Sunday, August 17, 2008

Interview: Part Duece (read the bottom one first, silly)

Continued… If you do make it to the room, you sit down with an interviewer and try to relax. In books and handouts about interviews, they often suggest that you have friends interview you or even tape yourself to see if you have any ticks or mannerisms that will compromise your composure. I can’t think of anything in the world that would put me more in my head than knowing that in an interview I do something distracting like tap my foot or blink. There is something to be said for just being yourself and hoping that it is enough considering that’s the person who will be a doctor, not Interview Version You (who is a tool anyway).

The actual structure of the interview ranges.
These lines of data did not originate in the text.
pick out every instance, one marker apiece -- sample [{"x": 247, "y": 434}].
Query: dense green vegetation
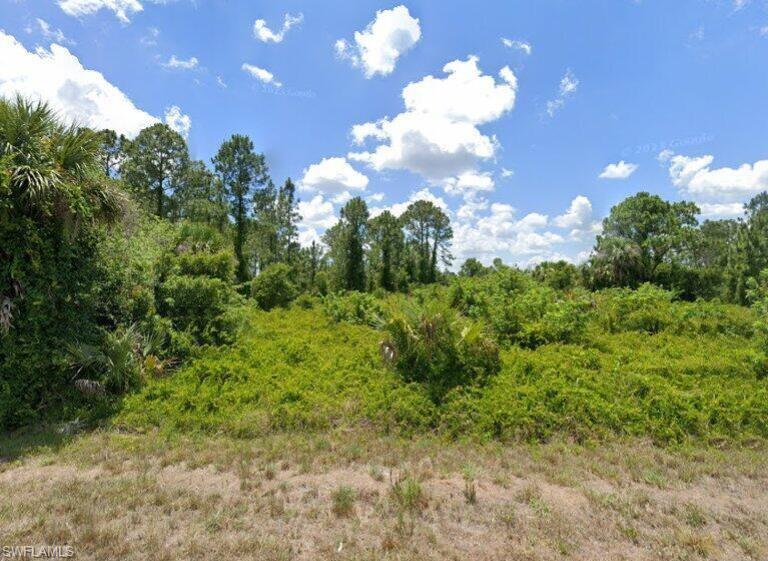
[
  {"x": 668, "y": 371},
  {"x": 138, "y": 284}
]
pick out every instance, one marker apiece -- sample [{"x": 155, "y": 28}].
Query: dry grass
[{"x": 358, "y": 496}]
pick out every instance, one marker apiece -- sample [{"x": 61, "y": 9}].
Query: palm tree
[
  {"x": 50, "y": 169},
  {"x": 50, "y": 174}
]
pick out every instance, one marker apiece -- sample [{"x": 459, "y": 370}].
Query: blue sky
[{"x": 512, "y": 137}]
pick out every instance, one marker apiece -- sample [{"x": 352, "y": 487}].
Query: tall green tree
[
  {"x": 275, "y": 224},
  {"x": 641, "y": 233},
  {"x": 242, "y": 172},
  {"x": 287, "y": 219},
  {"x": 54, "y": 199},
  {"x": 199, "y": 196},
  {"x": 428, "y": 235},
  {"x": 113, "y": 147},
  {"x": 346, "y": 242},
  {"x": 386, "y": 243},
  {"x": 156, "y": 160}
]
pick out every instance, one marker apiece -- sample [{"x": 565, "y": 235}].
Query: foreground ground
[{"x": 355, "y": 495}]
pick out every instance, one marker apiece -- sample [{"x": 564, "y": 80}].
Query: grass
[{"x": 99, "y": 492}]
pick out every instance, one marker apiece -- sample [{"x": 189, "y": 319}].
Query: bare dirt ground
[{"x": 356, "y": 495}]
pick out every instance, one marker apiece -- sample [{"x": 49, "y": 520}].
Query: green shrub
[
  {"x": 219, "y": 265},
  {"x": 274, "y": 287},
  {"x": 648, "y": 309},
  {"x": 354, "y": 307},
  {"x": 197, "y": 305},
  {"x": 289, "y": 369},
  {"x": 293, "y": 370},
  {"x": 436, "y": 347}
]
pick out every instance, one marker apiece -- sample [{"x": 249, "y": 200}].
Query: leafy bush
[
  {"x": 435, "y": 346},
  {"x": 354, "y": 307},
  {"x": 521, "y": 311},
  {"x": 196, "y": 291},
  {"x": 197, "y": 305},
  {"x": 274, "y": 287},
  {"x": 289, "y": 369}
]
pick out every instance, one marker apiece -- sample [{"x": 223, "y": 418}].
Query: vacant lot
[{"x": 357, "y": 495}]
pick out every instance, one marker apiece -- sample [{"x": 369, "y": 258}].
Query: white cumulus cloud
[
  {"x": 721, "y": 210},
  {"x": 266, "y": 35},
  {"x": 523, "y": 46},
  {"x": 398, "y": 209},
  {"x": 437, "y": 135},
  {"x": 697, "y": 179},
  {"x": 578, "y": 214},
  {"x": 78, "y": 94},
  {"x": 45, "y": 29},
  {"x": 333, "y": 176},
  {"x": 261, "y": 74},
  {"x": 376, "y": 49},
  {"x": 568, "y": 86},
  {"x": 620, "y": 170},
  {"x": 121, "y": 8},
  {"x": 180, "y": 63},
  {"x": 178, "y": 121}
]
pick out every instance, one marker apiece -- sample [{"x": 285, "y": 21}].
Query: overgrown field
[
  {"x": 359, "y": 496},
  {"x": 635, "y": 363}
]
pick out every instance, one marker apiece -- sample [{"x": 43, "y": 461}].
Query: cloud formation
[
  {"x": 121, "y": 8},
  {"x": 437, "y": 135},
  {"x": 266, "y": 35},
  {"x": 78, "y": 94},
  {"x": 45, "y": 29},
  {"x": 696, "y": 178},
  {"x": 178, "y": 121},
  {"x": 620, "y": 170},
  {"x": 568, "y": 86},
  {"x": 522, "y": 46},
  {"x": 334, "y": 177},
  {"x": 180, "y": 63},
  {"x": 261, "y": 74},
  {"x": 385, "y": 39}
]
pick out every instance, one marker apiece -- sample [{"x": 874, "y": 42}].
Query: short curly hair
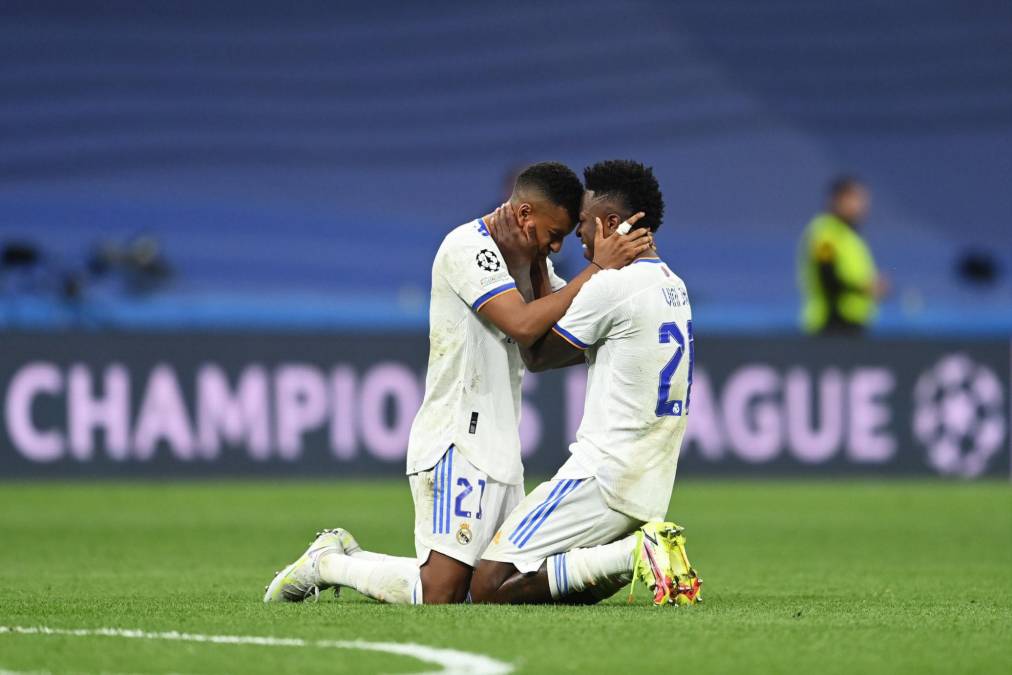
[
  {"x": 557, "y": 182},
  {"x": 633, "y": 184}
]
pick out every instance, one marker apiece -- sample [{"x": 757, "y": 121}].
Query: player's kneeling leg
[{"x": 444, "y": 580}]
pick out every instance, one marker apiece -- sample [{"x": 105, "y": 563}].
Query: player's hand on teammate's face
[
  {"x": 515, "y": 244},
  {"x": 619, "y": 250}
]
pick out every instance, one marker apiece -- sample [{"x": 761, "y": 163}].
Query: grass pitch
[{"x": 816, "y": 577}]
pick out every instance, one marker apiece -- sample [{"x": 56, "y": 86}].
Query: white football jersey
[
  {"x": 473, "y": 384},
  {"x": 636, "y": 326}
]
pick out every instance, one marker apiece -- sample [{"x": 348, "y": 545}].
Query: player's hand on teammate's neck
[{"x": 516, "y": 244}]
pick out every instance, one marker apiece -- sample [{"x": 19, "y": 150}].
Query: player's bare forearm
[{"x": 527, "y": 322}]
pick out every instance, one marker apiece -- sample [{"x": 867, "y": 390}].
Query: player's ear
[
  {"x": 611, "y": 223},
  {"x": 523, "y": 213}
]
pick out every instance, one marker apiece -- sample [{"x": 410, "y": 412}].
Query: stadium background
[
  {"x": 292, "y": 172},
  {"x": 219, "y": 221}
]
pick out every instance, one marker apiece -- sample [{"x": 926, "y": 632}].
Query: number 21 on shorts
[{"x": 667, "y": 333}]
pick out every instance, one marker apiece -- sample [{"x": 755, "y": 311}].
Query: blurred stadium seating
[{"x": 301, "y": 166}]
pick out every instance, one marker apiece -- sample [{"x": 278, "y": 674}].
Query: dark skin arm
[{"x": 527, "y": 322}]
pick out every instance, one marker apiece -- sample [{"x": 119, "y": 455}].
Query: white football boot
[{"x": 301, "y": 580}]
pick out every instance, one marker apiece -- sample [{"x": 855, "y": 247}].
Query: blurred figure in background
[{"x": 839, "y": 282}]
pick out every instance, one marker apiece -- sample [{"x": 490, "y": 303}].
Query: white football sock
[
  {"x": 579, "y": 569},
  {"x": 390, "y": 580},
  {"x": 363, "y": 555}
]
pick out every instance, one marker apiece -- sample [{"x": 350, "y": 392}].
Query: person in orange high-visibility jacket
[{"x": 839, "y": 281}]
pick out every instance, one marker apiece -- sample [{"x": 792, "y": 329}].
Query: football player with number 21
[{"x": 464, "y": 451}]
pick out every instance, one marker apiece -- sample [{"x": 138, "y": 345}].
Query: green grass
[{"x": 799, "y": 577}]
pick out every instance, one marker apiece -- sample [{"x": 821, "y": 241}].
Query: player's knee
[
  {"x": 442, "y": 593},
  {"x": 488, "y": 579},
  {"x": 443, "y": 584}
]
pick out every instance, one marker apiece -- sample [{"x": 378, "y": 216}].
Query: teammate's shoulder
[{"x": 471, "y": 233}]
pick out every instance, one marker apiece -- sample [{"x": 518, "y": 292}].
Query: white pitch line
[{"x": 451, "y": 661}]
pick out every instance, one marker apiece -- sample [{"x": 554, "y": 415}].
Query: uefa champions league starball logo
[{"x": 959, "y": 415}]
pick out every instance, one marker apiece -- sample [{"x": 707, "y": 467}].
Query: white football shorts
[
  {"x": 458, "y": 508},
  {"x": 567, "y": 512}
]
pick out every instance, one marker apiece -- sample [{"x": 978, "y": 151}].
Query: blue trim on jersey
[
  {"x": 565, "y": 574},
  {"x": 536, "y": 510},
  {"x": 449, "y": 491},
  {"x": 437, "y": 486},
  {"x": 535, "y": 525},
  {"x": 572, "y": 339},
  {"x": 442, "y": 492},
  {"x": 477, "y": 305},
  {"x": 522, "y": 534}
]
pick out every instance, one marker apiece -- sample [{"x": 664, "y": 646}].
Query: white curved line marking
[{"x": 451, "y": 661}]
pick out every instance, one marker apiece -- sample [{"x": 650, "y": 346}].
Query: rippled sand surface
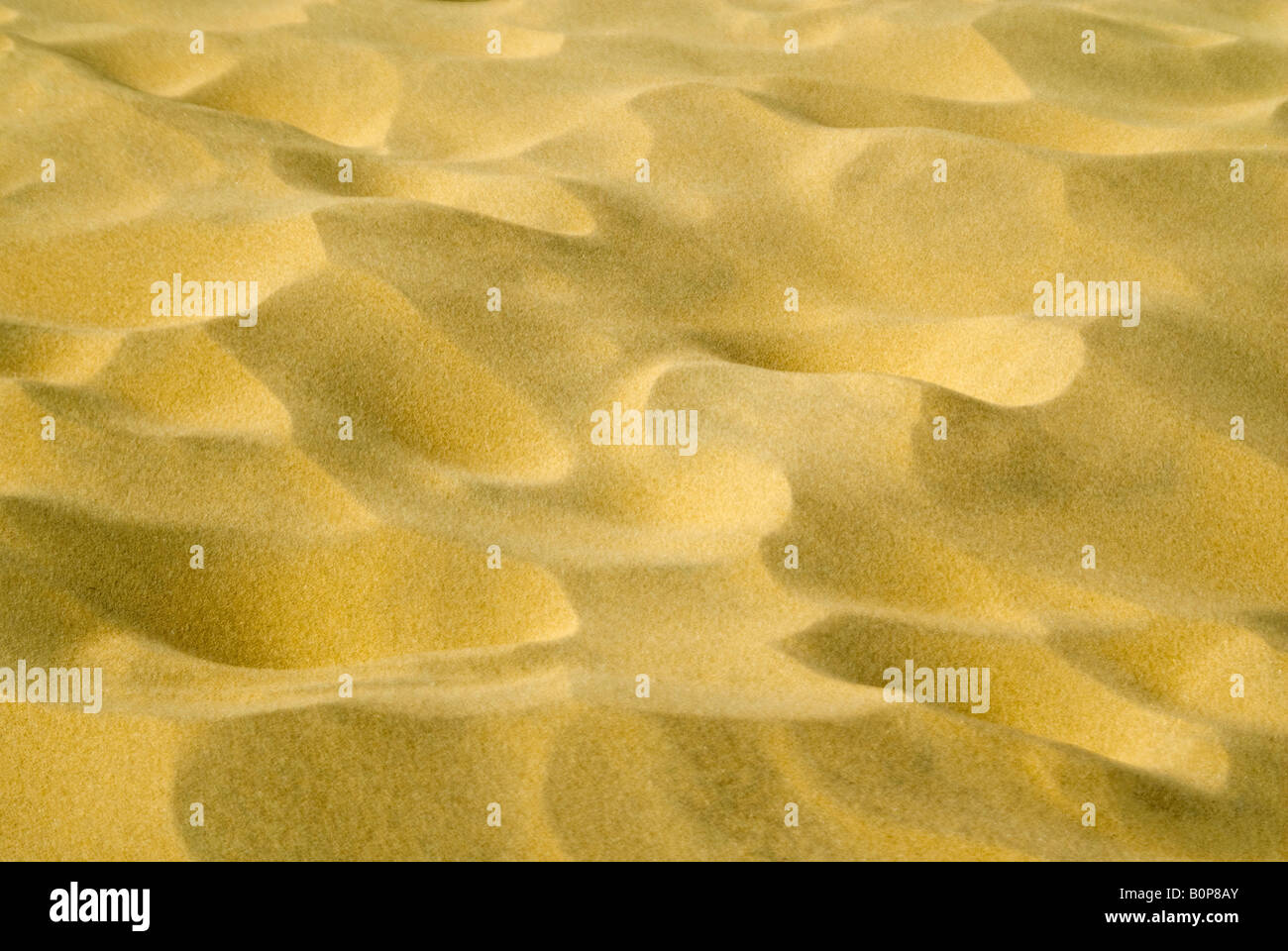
[{"x": 472, "y": 427}]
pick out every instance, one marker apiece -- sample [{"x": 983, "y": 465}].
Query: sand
[{"x": 471, "y": 630}]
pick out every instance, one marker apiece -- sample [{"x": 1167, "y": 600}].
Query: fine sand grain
[{"x": 494, "y": 582}]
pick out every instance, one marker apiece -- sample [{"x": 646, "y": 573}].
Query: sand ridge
[{"x": 490, "y": 581}]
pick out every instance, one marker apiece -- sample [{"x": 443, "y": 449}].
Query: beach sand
[{"x": 679, "y": 655}]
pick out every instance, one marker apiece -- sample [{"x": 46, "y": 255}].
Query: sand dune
[{"x": 361, "y": 577}]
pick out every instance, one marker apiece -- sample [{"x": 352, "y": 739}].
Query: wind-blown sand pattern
[{"x": 518, "y": 686}]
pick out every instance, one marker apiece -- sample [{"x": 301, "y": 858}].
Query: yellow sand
[{"x": 472, "y": 428}]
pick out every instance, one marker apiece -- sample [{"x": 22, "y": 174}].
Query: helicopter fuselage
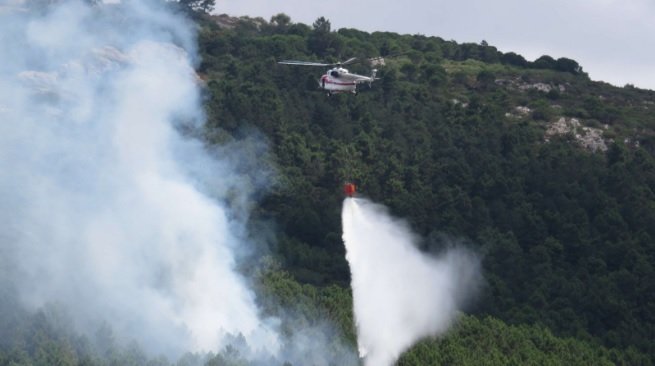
[{"x": 339, "y": 80}]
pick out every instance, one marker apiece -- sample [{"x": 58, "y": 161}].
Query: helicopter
[{"x": 338, "y": 79}]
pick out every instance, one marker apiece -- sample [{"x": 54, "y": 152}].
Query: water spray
[{"x": 400, "y": 294}]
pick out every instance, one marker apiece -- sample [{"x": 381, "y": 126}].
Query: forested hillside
[{"x": 547, "y": 175}]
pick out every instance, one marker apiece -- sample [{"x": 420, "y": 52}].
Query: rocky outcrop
[{"x": 588, "y": 137}]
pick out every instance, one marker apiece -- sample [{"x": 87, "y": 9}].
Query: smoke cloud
[
  {"x": 104, "y": 203},
  {"x": 400, "y": 294}
]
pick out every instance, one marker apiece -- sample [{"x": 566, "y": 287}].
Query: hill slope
[{"x": 548, "y": 174}]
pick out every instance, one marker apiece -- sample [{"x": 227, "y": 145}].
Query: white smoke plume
[
  {"x": 400, "y": 295},
  {"x": 101, "y": 209}
]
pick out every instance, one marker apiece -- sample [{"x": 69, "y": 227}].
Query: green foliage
[{"x": 566, "y": 234}]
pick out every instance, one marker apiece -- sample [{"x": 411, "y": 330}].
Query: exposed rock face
[
  {"x": 519, "y": 112},
  {"x": 588, "y": 137},
  {"x": 518, "y": 84}
]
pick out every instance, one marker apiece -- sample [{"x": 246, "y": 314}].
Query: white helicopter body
[{"x": 337, "y": 79}]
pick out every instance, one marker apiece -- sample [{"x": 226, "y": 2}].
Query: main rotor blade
[{"x": 302, "y": 63}]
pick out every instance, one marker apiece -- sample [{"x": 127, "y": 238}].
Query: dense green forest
[{"x": 548, "y": 175}]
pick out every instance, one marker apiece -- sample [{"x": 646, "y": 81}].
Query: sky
[{"x": 613, "y": 40}]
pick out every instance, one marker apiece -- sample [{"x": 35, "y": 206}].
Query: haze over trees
[{"x": 546, "y": 173}]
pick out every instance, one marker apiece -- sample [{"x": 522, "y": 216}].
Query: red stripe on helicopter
[{"x": 328, "y": 81}]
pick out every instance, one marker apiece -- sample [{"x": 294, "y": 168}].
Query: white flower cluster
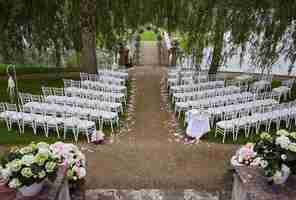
[
  {"x": 73, "y": 158},
  {"x": 46, "y": 158},
  {"x": 283, "y": 141}
]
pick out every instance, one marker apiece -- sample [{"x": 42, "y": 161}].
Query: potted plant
[
  {"x": 26, "y": 168},
  {"x": 278, "y": 155}
]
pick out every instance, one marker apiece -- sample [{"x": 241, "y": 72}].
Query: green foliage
[
  {"x": 266, "y": 28},
  {"x": 148, "y": 36}
]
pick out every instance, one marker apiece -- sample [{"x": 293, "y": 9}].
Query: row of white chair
[
  {"x": 95, "y": 115},
  {"x": 95, "y": 86},
  {"x": 11, "y": 116},
  {"x": 277, "y": 113}
]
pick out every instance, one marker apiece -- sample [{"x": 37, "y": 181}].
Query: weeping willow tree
[{"x": 264, "y": 29}]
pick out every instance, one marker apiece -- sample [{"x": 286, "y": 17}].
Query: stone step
[{"x": 149, "y": 194}]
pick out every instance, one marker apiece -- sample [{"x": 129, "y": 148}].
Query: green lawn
[{"x": 148, "y": 36}]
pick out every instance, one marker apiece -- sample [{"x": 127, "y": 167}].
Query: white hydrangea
[
  {"x": 282, "y": 141},
  {"x": 14, "y": 183},
  {"x": 28, "y": 159},
  {"x": 14, "y": 165},
  {"x": 283, "y": 132},
  {"x": 263, "y": 163},
  {"x": 5, "y": 173},
  {"x": 292, "y": 147}
]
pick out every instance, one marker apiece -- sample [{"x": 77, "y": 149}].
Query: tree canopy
[{"x": 265, "y": 27}]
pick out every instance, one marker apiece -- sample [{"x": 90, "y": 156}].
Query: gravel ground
[{"x": 146, "y": 154}]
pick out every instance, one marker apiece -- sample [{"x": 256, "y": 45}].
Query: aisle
[{"x": 146, "y": 155}]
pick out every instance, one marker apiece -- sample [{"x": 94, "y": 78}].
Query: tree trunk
[
  {"x": 218, "y": 43},
  {"x": 216, "y": 59},
  {"x": 58, "y": 55},
  {"x": 88, "y": 34}
]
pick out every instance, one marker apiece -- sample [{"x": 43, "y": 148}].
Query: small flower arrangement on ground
[
  {"x": 28, "y": 165},
  {"x": 244, "y": 156},
  {"x": 277, "y": 155},
  {"x": 37, "y": 162},
  {"x": 71, "y": 156}
]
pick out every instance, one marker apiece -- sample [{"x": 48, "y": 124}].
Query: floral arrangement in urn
[
  {"x": 25, "y": 167},
  {"x": 28, "y": 165},
  {"x": 73, "y": 158},
  {"x": 244, "y": 156},
  {"x": 277, "y": 154}
]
I had faculty interviewers, deans, students, panels, old, young, researchers, clinicians, I think I was interviewed by a stapler at one school. And within those people, some don’t see any information about you, some see only your personal statements, and some see everything. Then they ask you questions based on what they can see. They are generally straight forward; if you put it down on an application, they will ask you about it. Still, some will ask weird questions no matter what. I was asked what was on my mp3 player and what did that say about me. I was asked, in reference to my personal statement highlighting how I was looking forward to the detective work in medicine, what I thought daily medicine was really like; essentially he was saying, “medicine is fucking boring”. I had several interviews stopped for phone calls, and not the patient-in-need calls, but the Timmy-calling-to-get-picked-up-from-soccer-practice calls. One interview was stopped for 5 minutes to talk about a hawk that had recently set up residency outside the interviewers window. All in all, you leave the interview well dressed, emotionally exhausted, and almost always thinking it went well but knowing that only one in two get the crown and a chance to thank their parents. I can only hope I am that lucky gal.